Yesterday, June over at Bye Bye Pie asked us, her faithful and oft-times Huh-larious followers to list our Top 5 celebrities that we'd like to Do. As in sexually. As in, "Who would you like to be a slutty whore with?" and I'm all, I'm in!
So here's my list o' fantasy boink partners. It's all a fantasy because the odds of me ever hooking up with anyone on my list is slim to none although I've actually met two of the 5 but a girl can dream.
So. Without further ado, here's MY 5.
Jason Statham. The dude from the "Transporter" movies and numerous Guy Ritchie films. Hot and a half. And then some. You should see him without a shirt. Suh-wooooon!
If you did not read the name on the photo, this is George Parros. He's the enforcer (read: Fighter) for the Anaheim Ducks hockey team. HOT! I love me some hockey players. So much so that I'm still banned in Quebec over that silly Patrick Roy stalking incident.*
I actually met George about a year ago. You can read and laugh about that here.

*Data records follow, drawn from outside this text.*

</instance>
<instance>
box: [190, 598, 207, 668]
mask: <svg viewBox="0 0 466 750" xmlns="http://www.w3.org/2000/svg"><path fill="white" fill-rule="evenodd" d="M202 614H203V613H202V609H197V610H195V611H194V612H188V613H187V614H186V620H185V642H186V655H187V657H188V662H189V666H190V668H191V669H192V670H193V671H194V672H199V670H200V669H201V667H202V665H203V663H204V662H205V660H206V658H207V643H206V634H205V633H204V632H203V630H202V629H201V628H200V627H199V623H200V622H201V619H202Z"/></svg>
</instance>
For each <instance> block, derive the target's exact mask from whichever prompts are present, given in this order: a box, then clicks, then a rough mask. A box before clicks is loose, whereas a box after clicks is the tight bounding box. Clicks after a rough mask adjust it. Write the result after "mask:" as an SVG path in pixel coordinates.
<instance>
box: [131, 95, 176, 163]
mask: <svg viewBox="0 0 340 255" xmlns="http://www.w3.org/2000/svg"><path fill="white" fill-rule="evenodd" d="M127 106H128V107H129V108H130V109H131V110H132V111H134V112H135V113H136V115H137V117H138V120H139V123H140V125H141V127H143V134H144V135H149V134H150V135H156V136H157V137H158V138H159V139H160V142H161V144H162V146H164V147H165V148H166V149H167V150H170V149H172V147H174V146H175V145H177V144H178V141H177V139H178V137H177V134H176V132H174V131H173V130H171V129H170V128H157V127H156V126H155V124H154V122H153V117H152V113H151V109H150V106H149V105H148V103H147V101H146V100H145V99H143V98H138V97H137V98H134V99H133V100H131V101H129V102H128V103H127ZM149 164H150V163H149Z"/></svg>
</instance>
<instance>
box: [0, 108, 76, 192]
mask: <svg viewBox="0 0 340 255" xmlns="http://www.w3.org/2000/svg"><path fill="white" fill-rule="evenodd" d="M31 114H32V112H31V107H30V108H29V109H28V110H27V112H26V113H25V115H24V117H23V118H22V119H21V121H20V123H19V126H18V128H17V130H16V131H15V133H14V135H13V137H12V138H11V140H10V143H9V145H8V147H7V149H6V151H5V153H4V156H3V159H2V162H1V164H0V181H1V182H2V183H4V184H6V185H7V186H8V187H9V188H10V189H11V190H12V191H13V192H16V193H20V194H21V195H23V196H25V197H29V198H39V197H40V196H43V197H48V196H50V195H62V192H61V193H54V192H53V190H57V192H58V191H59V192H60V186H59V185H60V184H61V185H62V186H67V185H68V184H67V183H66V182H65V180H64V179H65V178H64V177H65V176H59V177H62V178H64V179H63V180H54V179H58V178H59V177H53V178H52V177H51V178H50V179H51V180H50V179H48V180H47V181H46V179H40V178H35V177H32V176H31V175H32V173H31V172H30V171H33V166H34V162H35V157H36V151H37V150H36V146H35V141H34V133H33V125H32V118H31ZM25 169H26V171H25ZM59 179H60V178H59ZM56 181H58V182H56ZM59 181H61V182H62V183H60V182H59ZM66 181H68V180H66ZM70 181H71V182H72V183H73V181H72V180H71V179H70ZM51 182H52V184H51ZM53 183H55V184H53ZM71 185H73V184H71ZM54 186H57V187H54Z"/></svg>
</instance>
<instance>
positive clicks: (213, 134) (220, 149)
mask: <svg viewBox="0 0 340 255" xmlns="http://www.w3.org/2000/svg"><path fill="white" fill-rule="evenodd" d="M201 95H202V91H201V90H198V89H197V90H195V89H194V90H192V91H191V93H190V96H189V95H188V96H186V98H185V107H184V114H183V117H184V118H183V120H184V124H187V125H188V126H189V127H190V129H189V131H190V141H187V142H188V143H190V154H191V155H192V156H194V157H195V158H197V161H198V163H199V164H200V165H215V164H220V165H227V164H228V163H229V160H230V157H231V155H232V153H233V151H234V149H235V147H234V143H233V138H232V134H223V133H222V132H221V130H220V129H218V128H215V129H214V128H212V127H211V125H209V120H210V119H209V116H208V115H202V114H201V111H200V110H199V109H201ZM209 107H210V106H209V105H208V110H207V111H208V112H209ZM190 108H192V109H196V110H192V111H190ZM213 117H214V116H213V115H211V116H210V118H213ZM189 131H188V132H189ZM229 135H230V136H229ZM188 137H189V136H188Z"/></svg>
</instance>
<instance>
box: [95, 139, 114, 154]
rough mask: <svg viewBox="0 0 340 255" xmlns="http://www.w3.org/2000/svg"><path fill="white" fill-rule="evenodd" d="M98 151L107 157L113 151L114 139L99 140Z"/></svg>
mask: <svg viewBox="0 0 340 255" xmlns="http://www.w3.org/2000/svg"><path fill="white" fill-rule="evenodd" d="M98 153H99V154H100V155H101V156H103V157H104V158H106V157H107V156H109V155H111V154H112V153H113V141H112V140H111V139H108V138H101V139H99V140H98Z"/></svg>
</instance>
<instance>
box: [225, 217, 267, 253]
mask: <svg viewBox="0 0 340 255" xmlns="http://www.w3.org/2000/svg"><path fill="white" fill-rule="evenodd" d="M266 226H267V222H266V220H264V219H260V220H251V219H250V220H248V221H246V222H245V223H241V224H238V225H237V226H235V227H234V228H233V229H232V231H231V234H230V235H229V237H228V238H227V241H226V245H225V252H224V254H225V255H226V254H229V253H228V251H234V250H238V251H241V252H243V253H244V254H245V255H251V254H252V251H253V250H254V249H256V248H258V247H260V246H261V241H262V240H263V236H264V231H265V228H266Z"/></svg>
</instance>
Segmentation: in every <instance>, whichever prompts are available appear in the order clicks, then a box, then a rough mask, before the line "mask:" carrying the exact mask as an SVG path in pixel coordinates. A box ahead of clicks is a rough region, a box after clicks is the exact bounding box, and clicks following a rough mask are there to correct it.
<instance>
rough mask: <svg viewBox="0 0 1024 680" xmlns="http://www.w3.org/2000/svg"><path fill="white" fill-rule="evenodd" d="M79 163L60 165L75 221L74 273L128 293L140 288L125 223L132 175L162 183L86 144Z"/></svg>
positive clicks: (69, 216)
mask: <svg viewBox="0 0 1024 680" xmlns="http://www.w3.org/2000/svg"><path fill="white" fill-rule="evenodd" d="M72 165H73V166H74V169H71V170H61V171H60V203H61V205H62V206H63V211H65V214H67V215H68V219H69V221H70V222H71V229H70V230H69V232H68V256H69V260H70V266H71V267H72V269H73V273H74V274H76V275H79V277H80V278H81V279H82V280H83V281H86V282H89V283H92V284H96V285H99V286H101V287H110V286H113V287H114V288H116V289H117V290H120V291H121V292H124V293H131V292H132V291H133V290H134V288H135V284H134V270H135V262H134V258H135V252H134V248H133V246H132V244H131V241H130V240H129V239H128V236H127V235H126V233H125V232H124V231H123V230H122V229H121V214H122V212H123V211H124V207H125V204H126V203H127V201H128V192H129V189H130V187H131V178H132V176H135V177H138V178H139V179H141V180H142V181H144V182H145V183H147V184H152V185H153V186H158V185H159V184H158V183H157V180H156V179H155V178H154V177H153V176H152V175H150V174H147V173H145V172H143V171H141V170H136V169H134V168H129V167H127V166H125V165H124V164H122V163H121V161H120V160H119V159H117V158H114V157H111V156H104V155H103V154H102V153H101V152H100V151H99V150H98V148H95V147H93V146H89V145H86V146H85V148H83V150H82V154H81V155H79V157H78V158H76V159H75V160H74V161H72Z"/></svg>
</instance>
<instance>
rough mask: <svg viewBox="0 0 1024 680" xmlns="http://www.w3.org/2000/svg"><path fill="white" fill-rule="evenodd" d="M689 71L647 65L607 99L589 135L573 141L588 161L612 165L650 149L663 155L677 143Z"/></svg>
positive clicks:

Have I mentioned I have a thing for hockey players? #3 is George's team mate, Teemu Selanne. I got to meet him as well and the man is beautiful.
Shaun White. I dunno what it is about him but I think he's sexy as all get out and I bet he'd be a hoot and a half. And he's got great hair.
When everyone else was swooning over Josh Holloway (no relation to Natalee) on LOST, I was a-swooning over Henry Ian Cusick's sexy Scotsman, Desmond Hume. "I'll see you in another life, Brother" still makes me sigh.
And an Honorable Mention goes to:
Brad Paisley. I couldn't tell you a single song he sings because I'm not a country music fan but damn, he's mighty fine looking.
So there ya go. My 5 + 1.
*I'm not really banned from Quebec. Really, I'm not. Honest.